Data Standard and Styles

Around hundred people in Europe have been trained on the Data Standard technology for Autodesk Vault. It was our pleasure to hold the trainings on behalf of Autodesk, and we like to keep the excitement on this topic high. Now, Data Standard builds on Microsoft technologies such as WPF and PowerShell, so the possibilities are endless. With a series of blogs, we like to add more information, tips and samples in order to extend the knowledge acquired during the training. In the training we spent a full day practicing the design of dialogs. At this point, I’d like to introduce styles.

Styles are a great way to set some default values for certain controls, such as color, layout, and other properties. Basically, all the properties that a control exposes can be set via a style. An example: suppose you have a customer who wants to have all the labels in dark green, as this is his company color. You either set each label to dark green, and this customer has 54 labels ( ☺ ), or you may configure a style for labels that sets the color to dark green. So, no matter where a label is used, it will be dark green.

This is how it looks when setting the color on each label:

<Label Foreground="DarkGreen" Content="Folder" Grid.Row="0" Grid.Column="0"/>
<TextBox Grid.Column="1" Grid.Row="0" Text="{Binding Prop[Folder].Value}" IsEnabled="{Binding CreateMode}"/>
<Label Content="*" Grid.Column="0" Grid.Row="0" Foreground="#FF0000" HorizontalAlignment="Right" FontWeight="Bold" />
<Label Foreground="DarkGreen" Content="Title" Grid.Column="0" Grid.Row="2"/>
<TextBox Text="{Binding Prop[GEN-TITLE-DES1].Value}" Grid.Column="1" Grid.Row="2" />
<Label Content="*" Grid.Column="0" Grid.Row="2" Foreground="#FF0000" HorizontalAlignment="Right" FontWeight="Bold" />
<Label Foreground="DarkGreen" Content="Description" Grid.Column="0" Grid.Row="4"/>
<TextBox Text="{Binding Prop[GEN-TITLE-DES2].Value}" Grid.Column="1" Grid.Row="4" Name="Description" VerticalScrollBarVisibility="Auto" MinHeight="50" MaxHeight="50" TextWrapping="Wrap" AcceptsReturn="True"/>
<Label Foreground="DarkGreen" Content="State" Grid.Column="0" Grid.Row="6"/>
<TextBox Text="" Grid.Column="1" Grid.Row="6" IsReadOnly="True" Background="#F0F0F0"/>
<Label Foreground="DarkGreen" Content="Path" Grid.Column="0" Grid.Row="8"/>

And here the according style:

<Style TargetType="Label">
  <Setter Property="Foreground" Value="DarkGreen"/>

As you can see, the syntax is pretty straightforward. At the top of your XAML file, in the Area of Resource (for example insode <prop:DSWindow.Resources>), you create your style and define with TargetType for which control the style should be. In my case the TargetType is Label, but of course it can be TextBox, CombBox, Grid, or whatever else. Inside the Style, you set the value of the property you like to change via a Setter (<Setter Property=”…” Value=”…”/>). You can of course set multiple properties within your style. Just replicate the <Setter /> line as many times as you need. Keep in mind that all the properties that a control exposes can be set via a setter, such as Visibility, IsEnabled, Margin, etc.
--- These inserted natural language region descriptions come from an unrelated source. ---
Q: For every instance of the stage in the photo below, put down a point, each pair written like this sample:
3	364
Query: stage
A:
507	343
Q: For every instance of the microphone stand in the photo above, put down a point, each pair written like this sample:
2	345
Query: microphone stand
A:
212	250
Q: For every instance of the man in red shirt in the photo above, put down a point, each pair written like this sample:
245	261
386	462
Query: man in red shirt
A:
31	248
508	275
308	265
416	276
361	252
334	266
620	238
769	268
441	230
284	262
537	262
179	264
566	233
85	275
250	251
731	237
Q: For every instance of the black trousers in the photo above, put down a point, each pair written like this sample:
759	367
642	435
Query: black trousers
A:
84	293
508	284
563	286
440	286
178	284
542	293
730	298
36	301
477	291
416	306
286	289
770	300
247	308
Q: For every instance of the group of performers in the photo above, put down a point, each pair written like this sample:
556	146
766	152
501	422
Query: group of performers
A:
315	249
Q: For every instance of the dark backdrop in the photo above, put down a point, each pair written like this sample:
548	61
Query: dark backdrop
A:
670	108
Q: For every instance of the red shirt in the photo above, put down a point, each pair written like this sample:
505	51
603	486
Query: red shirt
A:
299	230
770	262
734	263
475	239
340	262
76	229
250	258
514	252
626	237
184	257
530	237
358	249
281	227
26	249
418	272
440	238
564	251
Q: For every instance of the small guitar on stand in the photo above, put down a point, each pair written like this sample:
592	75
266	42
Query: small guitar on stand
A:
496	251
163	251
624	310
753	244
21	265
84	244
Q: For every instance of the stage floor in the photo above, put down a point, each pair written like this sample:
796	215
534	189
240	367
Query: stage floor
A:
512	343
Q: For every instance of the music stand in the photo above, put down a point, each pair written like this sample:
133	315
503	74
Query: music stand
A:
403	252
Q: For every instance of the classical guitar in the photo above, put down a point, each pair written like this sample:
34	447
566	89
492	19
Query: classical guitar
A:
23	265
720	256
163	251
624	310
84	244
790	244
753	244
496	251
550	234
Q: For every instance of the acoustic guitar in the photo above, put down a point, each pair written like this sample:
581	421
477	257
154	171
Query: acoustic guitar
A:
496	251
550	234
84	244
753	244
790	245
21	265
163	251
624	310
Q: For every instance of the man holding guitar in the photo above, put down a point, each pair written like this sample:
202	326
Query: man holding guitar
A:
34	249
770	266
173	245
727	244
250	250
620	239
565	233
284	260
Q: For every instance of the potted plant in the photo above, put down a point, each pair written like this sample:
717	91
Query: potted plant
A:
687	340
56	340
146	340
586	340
So, if you like that all TextBox shall have a left margin of 5, then you can set it via a setter. Or for instance, if you have a tab where all TextBox or ComboBox shall not be editable, then just set the IsEnable to false as a style. The data sheet tabs delivered with Data Standard uses styles, so have a look to the Datasheet.xaml in the /Vault/Configuration/File folder and see how styles are used there.

I hope this may save you some time during the next Data Standard configuration. We keep posting on Data Standard, and if you have some topics of interest, just let us know, and we will see to talk about it.